Der Donjon des Schlosses von Nordosten
 
Grundriss vom Schloss und Fort Neuf (19. Jahrhundert)

Der eigentliche Schlossbezirk ist eine rechteckige Anlage, die von einer 1.200 Meter langen Mauer mit neun ursprünglich etwa 40 Meter hohen Türmen und einem 27 Meter breiten Wassergraben umgeben ist. An der westlichen Längsseite wird die Mauer von dem wehrhaften Wohnturm unterbrochen. Er hat einen quadratischen Grundriss mit 16,20 Meter Seitenlänge und ist sechs Stockwerke hoch. Die Dicke seiner Mauern beträgt etwa 3,30 Meter. Die eigentlichen Schlossgebäude sind der Pavillon des Königs und der Pavillon der Königin, die sich im südlichen Hof gegenüberstehen und deren Außenseiten mit der Umfassungsmauer bündig sind.
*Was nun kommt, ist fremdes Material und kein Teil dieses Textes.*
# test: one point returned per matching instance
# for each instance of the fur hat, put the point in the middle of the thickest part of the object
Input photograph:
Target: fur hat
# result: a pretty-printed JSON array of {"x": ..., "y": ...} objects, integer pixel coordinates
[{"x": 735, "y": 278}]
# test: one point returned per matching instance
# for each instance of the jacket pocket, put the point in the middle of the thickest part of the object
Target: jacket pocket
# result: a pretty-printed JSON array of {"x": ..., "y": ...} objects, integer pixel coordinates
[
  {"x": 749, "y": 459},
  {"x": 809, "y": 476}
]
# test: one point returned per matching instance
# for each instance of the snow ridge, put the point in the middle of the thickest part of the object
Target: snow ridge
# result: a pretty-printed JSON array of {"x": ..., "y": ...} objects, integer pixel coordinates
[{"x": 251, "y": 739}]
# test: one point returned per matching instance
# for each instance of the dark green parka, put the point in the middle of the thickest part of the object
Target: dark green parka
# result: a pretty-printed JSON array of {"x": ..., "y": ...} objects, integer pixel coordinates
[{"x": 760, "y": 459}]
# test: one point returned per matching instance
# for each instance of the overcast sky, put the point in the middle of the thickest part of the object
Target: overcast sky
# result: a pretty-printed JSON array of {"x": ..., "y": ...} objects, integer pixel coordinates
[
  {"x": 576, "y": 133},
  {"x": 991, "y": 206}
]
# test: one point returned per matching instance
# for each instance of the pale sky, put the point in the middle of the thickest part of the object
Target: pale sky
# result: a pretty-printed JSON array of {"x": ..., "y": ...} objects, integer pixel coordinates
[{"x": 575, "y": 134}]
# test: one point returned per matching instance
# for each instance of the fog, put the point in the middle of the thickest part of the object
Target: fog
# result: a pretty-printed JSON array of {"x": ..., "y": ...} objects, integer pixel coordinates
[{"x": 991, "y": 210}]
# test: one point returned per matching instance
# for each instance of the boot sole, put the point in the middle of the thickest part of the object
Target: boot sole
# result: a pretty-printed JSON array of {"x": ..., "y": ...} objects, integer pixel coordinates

In der Mitte der Anlage steht die Sainte-Chapelle genannte Schlosskapelle, die zwischen 1380 und 1552 errichtet wurde und große Ähnlichkeit mit dem gleichnamigen Kirchenbau auf der Île de la Cité von Paris aufweist, der Palastkapelle der damaligen Hauptresidenz Palais de la Cité.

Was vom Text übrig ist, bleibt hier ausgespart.